Now, the exception clearly states I should use the DefineEndpointName method:
Configure.With()
.DefaultBuilder()
.DefineEndpointName("myqueue#server")
But this throws an other exception which is documented (input queues should be on the same machine):
Exception when starting endpoint, error has been logged. Reason: Input
queue must be on the same machine as this process.
How can I make sure that my messages are safe if I can't use MSMQ on my cluster?
Dispatcher!
Now I've also been looking into the dispatcher for a bit and this doesn't seem to solve my issue either. I'm assuming also the dispatcher wouldn't be able to get messages from a remote input queue? And besides that, if the dispatcher dispatches messages to the workers, and the workers go down, my messages are lost (even though they were not processed)?
Questions?
To summarize, these are the things I'm wondering with my scenario in NServiceBus:
I want my messages to be safe on the MSMQ cluster and use a remote input queue. Is this something is should or shouldn't do? Is it possible with NServiceBus?
Should I use a dispatcher in this case? Can it read from a remote input queue? (I cannot run the dispatcher on the cluster)
What if the dispatcher dispatchers messages to the workers and one of the workers goes down? Do I lose the message(s) that were being processed?
Phill's comment is correct.
The thing is that you would get the type of fault tolerance you require practically by default if you set up a virtualized environment. In that case, the C drive backing the local queue of your processes is actually sitting on the VM image on your SAN.
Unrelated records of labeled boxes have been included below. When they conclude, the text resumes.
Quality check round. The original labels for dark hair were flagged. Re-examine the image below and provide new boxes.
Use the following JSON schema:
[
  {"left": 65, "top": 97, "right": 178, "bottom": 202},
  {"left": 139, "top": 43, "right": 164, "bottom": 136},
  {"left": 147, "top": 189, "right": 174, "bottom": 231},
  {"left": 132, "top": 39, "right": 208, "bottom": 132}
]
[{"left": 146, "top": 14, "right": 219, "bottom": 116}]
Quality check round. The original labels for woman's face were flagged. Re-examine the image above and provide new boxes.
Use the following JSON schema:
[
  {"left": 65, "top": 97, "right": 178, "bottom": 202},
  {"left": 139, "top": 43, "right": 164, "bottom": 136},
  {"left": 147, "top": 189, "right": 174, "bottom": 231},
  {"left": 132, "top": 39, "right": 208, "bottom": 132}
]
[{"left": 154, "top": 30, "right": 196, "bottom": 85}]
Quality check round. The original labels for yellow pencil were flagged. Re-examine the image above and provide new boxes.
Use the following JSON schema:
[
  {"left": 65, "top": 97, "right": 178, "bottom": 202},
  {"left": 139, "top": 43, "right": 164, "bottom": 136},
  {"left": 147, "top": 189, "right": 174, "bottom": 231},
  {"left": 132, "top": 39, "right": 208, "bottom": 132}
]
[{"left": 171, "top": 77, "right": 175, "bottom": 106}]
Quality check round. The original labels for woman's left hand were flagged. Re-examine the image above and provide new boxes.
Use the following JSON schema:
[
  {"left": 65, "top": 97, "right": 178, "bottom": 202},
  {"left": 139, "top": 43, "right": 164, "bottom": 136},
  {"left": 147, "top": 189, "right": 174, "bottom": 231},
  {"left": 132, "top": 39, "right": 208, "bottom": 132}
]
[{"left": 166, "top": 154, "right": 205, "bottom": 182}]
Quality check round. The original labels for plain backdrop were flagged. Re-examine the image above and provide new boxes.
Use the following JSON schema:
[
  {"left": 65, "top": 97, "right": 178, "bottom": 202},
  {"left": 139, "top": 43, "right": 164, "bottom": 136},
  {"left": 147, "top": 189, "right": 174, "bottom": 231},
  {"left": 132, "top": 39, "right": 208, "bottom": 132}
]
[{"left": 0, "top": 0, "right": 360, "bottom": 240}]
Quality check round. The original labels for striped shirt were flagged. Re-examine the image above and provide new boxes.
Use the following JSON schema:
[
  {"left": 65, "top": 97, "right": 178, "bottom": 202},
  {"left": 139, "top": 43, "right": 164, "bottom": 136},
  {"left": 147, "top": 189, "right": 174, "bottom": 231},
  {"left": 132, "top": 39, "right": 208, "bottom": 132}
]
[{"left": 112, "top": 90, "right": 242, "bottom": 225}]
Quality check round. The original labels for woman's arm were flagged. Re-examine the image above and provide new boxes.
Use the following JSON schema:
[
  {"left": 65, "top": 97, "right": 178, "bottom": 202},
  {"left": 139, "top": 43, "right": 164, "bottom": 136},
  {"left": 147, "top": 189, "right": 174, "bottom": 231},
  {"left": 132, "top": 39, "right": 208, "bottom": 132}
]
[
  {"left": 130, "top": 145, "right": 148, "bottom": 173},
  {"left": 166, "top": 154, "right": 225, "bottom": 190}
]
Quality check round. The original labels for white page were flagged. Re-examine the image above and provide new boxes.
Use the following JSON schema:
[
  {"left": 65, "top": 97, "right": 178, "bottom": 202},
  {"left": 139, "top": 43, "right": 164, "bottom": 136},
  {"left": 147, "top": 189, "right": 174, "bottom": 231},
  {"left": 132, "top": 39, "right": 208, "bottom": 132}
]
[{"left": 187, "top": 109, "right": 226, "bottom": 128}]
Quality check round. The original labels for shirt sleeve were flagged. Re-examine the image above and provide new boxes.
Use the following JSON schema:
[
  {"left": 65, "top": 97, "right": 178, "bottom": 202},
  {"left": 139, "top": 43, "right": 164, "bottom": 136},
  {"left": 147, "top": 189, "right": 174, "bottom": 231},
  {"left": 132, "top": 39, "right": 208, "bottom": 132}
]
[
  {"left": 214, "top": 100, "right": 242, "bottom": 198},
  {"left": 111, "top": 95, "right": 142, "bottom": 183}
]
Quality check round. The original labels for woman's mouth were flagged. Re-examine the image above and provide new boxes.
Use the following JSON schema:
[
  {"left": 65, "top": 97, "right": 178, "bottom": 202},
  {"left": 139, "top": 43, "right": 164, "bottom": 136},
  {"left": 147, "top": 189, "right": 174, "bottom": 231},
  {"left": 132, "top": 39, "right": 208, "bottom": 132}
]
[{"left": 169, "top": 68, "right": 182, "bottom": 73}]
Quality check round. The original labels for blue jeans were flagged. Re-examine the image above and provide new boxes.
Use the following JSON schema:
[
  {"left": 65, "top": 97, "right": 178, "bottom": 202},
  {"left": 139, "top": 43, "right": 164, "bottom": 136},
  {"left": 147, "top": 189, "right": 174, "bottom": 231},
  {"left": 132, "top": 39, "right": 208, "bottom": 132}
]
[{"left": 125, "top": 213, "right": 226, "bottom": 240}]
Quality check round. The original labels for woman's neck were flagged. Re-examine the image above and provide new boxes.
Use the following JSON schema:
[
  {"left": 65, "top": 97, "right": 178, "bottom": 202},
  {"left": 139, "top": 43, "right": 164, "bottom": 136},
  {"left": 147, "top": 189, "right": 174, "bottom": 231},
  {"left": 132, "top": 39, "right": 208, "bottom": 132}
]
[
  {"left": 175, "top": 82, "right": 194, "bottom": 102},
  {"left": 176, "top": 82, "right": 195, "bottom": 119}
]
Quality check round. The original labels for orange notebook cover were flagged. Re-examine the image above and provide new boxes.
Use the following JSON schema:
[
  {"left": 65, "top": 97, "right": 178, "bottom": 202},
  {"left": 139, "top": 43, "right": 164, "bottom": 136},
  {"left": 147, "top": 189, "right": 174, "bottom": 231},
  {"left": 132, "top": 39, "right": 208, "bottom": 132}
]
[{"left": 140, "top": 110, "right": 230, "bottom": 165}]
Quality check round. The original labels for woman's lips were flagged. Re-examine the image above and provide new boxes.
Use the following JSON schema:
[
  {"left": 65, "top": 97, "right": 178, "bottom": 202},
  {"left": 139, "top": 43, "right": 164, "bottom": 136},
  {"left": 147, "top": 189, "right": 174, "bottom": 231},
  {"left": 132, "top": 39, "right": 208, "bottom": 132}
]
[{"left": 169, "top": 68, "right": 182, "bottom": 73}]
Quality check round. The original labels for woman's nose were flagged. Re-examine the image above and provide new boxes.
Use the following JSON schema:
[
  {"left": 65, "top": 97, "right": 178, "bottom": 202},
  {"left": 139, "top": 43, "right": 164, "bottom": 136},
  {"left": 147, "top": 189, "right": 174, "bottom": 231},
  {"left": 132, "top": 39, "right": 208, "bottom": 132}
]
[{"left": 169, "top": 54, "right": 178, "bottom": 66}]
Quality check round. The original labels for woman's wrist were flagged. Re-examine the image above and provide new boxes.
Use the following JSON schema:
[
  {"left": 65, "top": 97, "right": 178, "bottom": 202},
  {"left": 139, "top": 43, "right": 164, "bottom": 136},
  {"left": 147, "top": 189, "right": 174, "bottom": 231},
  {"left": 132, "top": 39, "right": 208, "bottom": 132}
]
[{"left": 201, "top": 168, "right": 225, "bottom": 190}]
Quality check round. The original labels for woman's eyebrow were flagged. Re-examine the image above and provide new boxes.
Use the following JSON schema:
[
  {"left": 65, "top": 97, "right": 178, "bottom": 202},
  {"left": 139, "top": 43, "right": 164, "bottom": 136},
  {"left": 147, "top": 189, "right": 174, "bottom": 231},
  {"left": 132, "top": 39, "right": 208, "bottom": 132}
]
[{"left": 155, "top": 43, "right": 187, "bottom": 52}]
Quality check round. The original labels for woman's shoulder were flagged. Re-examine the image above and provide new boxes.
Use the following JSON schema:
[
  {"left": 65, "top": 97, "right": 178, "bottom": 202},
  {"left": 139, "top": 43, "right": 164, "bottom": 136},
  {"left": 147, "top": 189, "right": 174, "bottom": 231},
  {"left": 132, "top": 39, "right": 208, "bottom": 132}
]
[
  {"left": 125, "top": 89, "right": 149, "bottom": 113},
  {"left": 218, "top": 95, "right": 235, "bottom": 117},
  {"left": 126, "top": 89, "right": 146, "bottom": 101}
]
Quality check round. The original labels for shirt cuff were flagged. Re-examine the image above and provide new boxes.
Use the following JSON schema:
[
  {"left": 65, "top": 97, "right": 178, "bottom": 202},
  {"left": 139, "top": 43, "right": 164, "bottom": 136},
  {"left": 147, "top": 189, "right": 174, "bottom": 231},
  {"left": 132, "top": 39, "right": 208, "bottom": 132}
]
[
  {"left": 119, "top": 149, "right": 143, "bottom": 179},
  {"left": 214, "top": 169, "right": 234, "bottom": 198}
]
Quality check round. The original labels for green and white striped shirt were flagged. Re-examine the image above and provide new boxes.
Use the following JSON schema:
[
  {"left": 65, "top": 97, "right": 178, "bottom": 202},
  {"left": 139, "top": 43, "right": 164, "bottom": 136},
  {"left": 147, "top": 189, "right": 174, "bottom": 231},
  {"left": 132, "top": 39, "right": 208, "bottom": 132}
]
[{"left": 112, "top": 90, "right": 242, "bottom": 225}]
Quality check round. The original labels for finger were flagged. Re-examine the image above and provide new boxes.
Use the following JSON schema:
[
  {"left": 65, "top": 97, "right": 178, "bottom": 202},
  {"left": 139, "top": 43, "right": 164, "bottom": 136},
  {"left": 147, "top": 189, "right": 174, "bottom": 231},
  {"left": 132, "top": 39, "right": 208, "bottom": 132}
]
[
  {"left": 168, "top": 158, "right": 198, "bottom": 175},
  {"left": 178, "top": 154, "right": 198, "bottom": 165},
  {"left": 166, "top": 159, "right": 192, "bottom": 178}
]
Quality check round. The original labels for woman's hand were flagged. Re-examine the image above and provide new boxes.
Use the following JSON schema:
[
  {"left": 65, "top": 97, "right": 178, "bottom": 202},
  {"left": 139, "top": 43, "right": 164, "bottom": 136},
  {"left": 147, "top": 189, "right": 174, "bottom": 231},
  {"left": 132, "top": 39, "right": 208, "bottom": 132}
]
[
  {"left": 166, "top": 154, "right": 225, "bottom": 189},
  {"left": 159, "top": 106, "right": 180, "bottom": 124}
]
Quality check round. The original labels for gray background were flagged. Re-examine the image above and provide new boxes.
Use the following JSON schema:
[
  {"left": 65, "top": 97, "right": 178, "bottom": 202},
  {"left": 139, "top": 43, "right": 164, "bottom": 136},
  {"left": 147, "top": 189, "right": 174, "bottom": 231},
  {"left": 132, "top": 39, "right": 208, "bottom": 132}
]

You will need a MessageEndpointMappings section that you will use to point to the Publisher's input queue. This queue is used by your Subscriber to drop off subscription messages. This will need to be QueueName#ClusterServerName. Be sure to use the cluster name and not a node name. The Subscriber's input queue will be used to receive messages from the Publisher and that will be local, so you don't need the #servername.
There are 2 levels of failure, one is that the transport is down(say MSMQ) and the other is that the endpoint is down(Windows Service). In the event that the endpoint is down, the transport will handle persisting the messages to disk. A redundant network storage device may be in order.
In the event that the transport is down, assuming it is MSMQ the messages will backup on the Publisher side of things. Therefore you have to account for the size and number of messages to calculate how long you want to messages to backup for. Since the Publisher is clustered, you can be assured that the messages will arrive eventually assuming you planned your disk appropriately.